Use the result of Exercise 8 to prove that, if $A$ and $B$ are $n\times n$ matrices over the field $F$, then $AB$ and $BA$ have precisely the same characteristic values in $F$.
My attempt: We claim $\det (I-AB)=0_F$$\iff$$\det (I-BA)=0_F$. Proof: By exercise 8 section 6.2, $I-AB$ is invertible$\iff$$I-BA$ is invertible. By theorem 4 section 5.4, $\det (I-AB)=0_F$$\iff$$I-AB$ is not invertible$\iff$$I-BA$ is not invertible$\iff$$\det (I-BA)=0_F$. Our desired result.
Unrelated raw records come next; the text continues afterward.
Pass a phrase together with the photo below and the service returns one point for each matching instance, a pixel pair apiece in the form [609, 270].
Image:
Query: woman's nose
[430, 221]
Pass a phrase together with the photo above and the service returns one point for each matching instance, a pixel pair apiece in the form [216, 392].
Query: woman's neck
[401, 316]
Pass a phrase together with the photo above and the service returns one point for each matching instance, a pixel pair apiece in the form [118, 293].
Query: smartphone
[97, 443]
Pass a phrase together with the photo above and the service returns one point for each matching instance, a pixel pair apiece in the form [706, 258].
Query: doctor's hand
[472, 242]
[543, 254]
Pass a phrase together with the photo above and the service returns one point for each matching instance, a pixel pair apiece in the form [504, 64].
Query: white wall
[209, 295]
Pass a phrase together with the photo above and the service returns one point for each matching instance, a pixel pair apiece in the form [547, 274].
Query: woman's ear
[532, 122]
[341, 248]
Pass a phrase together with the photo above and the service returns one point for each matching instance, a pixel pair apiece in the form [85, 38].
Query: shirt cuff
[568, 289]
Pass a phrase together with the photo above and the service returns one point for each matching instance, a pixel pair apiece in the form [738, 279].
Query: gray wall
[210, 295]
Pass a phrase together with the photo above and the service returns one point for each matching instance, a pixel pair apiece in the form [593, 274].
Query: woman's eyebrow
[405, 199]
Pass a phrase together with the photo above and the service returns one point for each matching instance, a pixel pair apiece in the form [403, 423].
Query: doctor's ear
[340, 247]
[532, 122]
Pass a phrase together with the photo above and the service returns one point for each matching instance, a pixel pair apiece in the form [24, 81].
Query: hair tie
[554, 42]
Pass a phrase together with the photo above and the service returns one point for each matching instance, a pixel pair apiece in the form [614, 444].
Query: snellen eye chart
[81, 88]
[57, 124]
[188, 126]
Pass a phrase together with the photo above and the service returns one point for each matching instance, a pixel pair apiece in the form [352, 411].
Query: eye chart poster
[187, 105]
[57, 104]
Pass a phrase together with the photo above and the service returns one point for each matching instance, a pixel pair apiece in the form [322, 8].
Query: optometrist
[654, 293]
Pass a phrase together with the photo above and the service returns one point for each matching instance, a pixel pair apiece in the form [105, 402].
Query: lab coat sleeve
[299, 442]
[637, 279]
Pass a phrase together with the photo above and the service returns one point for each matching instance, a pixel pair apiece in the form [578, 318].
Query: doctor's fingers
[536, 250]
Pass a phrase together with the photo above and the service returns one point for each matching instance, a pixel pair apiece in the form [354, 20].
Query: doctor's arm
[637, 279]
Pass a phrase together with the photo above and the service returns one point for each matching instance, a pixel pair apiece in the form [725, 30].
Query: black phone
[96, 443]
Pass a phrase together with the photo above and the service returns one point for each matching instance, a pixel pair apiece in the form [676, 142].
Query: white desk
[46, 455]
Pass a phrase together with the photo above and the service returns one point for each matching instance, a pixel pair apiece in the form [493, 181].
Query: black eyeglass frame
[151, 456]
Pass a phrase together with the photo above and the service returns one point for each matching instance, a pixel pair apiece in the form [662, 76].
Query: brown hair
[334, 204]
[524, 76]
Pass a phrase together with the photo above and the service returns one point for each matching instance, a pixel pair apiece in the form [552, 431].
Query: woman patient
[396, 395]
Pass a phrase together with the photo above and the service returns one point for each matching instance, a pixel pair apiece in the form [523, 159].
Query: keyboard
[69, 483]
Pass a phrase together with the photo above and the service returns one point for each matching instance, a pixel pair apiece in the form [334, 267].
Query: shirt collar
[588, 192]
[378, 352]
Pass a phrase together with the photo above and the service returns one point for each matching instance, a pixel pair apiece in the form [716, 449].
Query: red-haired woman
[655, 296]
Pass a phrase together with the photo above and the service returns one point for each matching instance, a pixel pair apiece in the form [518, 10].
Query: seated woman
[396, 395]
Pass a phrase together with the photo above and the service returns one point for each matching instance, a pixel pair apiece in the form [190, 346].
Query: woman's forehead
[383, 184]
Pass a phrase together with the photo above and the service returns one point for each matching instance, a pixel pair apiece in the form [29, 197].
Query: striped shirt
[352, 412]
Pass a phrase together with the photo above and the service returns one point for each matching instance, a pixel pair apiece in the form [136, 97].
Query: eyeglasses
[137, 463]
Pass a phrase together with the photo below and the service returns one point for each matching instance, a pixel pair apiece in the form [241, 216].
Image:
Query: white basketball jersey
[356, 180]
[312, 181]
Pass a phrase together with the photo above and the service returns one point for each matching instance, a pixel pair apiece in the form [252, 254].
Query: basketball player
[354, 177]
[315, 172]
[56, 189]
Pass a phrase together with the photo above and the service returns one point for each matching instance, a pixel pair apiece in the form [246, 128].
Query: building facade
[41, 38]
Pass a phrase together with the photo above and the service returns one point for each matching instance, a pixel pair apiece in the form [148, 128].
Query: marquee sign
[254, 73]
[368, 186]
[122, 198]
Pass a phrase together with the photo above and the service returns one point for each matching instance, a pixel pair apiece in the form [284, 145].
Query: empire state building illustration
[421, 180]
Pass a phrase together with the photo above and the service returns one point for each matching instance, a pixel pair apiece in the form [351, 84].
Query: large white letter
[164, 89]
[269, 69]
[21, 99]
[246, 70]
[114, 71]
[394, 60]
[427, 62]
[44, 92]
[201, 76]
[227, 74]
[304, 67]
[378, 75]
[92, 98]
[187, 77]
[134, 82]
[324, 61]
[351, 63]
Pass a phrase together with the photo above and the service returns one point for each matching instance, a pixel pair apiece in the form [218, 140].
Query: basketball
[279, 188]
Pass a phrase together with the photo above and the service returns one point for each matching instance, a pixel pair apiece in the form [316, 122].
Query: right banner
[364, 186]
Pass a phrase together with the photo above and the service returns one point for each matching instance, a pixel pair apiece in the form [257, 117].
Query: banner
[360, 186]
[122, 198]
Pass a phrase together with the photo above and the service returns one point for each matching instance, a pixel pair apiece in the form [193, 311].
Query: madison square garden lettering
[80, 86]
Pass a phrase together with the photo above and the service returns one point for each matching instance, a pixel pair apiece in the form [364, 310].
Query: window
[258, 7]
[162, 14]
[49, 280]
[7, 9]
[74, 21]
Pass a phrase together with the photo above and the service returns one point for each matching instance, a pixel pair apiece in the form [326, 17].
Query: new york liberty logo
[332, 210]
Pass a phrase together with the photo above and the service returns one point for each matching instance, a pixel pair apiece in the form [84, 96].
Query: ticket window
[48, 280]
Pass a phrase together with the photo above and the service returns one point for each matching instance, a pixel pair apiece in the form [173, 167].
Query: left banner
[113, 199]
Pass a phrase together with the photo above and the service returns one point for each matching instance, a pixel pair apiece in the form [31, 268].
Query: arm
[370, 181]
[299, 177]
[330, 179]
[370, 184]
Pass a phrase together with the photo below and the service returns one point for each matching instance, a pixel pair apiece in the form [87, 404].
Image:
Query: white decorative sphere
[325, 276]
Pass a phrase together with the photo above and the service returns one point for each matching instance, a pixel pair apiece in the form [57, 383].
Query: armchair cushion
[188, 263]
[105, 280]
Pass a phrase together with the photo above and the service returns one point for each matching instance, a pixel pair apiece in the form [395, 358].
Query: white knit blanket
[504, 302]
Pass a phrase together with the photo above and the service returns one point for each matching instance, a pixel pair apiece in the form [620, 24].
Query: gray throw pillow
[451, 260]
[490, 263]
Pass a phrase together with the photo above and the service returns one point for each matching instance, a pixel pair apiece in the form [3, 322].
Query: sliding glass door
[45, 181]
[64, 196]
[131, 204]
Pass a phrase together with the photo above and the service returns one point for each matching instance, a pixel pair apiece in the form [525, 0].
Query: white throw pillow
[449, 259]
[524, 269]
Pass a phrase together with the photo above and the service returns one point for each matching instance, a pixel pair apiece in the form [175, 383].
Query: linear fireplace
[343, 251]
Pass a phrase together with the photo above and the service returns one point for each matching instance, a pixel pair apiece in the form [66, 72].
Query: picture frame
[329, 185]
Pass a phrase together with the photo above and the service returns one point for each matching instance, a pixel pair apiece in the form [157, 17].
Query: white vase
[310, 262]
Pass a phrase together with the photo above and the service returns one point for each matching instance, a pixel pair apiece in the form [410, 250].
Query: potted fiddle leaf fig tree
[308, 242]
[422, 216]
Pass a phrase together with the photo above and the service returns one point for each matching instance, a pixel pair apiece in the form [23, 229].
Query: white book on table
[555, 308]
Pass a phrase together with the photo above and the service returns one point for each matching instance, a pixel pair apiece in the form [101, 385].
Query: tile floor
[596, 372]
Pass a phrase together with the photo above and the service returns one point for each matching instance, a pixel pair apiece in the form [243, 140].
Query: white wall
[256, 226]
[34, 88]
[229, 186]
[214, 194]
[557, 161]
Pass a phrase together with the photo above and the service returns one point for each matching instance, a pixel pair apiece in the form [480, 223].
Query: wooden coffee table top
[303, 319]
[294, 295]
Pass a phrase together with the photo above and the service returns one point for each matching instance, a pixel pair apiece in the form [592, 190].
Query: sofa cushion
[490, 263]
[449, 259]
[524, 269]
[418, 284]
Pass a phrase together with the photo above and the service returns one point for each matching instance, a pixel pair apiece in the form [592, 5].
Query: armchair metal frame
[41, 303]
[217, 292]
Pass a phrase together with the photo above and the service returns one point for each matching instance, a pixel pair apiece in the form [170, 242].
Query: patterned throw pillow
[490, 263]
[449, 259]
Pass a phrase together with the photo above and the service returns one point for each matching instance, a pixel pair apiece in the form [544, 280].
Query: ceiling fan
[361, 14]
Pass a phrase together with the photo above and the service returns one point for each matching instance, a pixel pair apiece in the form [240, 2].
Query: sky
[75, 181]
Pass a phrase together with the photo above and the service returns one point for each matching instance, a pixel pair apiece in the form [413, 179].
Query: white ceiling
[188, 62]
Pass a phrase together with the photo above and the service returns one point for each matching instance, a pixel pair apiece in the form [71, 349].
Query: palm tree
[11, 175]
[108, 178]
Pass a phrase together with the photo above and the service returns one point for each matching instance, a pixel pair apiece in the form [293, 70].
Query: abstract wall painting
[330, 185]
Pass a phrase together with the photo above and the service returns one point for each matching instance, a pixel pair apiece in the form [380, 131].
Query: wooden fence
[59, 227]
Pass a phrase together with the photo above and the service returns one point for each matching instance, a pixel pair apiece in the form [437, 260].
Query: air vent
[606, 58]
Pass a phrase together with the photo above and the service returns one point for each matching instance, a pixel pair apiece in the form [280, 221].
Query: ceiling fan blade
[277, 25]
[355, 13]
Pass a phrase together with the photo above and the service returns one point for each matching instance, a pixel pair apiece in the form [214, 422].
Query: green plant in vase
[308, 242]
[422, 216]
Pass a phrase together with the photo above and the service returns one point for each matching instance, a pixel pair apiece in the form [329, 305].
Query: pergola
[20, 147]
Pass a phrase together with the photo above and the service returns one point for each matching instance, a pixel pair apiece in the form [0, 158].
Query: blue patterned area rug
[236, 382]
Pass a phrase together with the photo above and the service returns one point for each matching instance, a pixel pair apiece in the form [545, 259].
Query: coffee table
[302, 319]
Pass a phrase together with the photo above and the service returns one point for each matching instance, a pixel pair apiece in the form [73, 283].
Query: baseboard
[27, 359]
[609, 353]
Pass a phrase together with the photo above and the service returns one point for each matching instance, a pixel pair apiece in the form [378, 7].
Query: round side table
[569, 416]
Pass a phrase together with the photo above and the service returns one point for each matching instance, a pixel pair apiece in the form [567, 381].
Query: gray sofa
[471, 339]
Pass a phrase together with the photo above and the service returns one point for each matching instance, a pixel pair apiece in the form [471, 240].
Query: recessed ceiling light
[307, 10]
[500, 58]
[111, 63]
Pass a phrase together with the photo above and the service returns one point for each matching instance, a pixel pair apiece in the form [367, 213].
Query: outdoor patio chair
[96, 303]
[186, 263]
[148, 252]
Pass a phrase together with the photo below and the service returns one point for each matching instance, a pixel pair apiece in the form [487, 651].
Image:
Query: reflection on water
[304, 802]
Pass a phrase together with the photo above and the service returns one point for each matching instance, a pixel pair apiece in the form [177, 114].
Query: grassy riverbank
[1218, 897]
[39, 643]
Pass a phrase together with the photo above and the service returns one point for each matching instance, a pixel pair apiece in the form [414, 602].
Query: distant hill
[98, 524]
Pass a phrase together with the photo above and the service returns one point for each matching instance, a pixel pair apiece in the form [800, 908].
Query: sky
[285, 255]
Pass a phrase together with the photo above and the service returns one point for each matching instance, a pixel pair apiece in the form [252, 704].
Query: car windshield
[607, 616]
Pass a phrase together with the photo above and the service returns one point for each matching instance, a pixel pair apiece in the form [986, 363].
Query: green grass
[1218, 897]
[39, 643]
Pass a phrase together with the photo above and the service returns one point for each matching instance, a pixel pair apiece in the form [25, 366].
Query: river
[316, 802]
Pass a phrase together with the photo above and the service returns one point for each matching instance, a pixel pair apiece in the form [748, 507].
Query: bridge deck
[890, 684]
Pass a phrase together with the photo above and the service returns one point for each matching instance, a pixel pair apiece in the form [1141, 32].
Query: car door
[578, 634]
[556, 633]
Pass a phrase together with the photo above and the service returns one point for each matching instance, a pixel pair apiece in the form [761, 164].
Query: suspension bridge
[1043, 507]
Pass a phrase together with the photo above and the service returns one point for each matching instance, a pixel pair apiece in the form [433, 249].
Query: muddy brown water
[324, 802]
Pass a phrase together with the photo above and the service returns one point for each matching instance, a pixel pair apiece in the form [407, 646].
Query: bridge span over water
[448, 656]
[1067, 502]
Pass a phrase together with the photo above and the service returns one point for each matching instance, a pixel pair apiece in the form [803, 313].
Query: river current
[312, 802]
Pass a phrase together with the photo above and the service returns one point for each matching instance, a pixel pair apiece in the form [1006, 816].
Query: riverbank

We need to show $c\in F$ is eigenvalue of $AB$$\iff$$c\in F$ is eigenvalue of $BA$, i.e. $\det (cI-AB)=0_F$$\iff$$\det (cI-BA)=0_F$. If $c=0_F$. By theorem 3 section 5.3, $\det (0_FI-AB)=\det (-AB)=\det (-BA)=\det (0_FI-BA)$. Thus $\det (0_FI-AB)= \det (0_FI-BA)$. If $c\neq 0_F$. $(\Rightarrow)$ Suppose $\det (cI-AB)=0_F$. By elementary property of determinant, $\det (cI-AB)=\det [c(I-c^{-1}AB)]=c^n \det (I-c^{-1}AB)=0_F$. Which implies $c^n=0_F$ or $\det (I-c^{-1}AB)=0_F$. Since $c\neq 0_F$, we have $c^{n}\neq 0_F$. So $\det (I-c^{-1}AB)=0_F$. By above claim, $\det (I-c^{-1}BA)=0_F$ (since $M_{n\times n}(F)$ is linear algebra over $F$). Multiply both side by $c^n$, we have $c^n \det (I-c^{-1}BA)=\det [c(I-c^{-1}BA)]=\det (cI-BA)=0_F$. Thus $\det (cI-BA)=0_F$. $(\Leftarrow)$ Conversely suppose $\det (cI-BA)=0_F$. Proof is similar to $(\Rightarrow)$. Is my proof correct?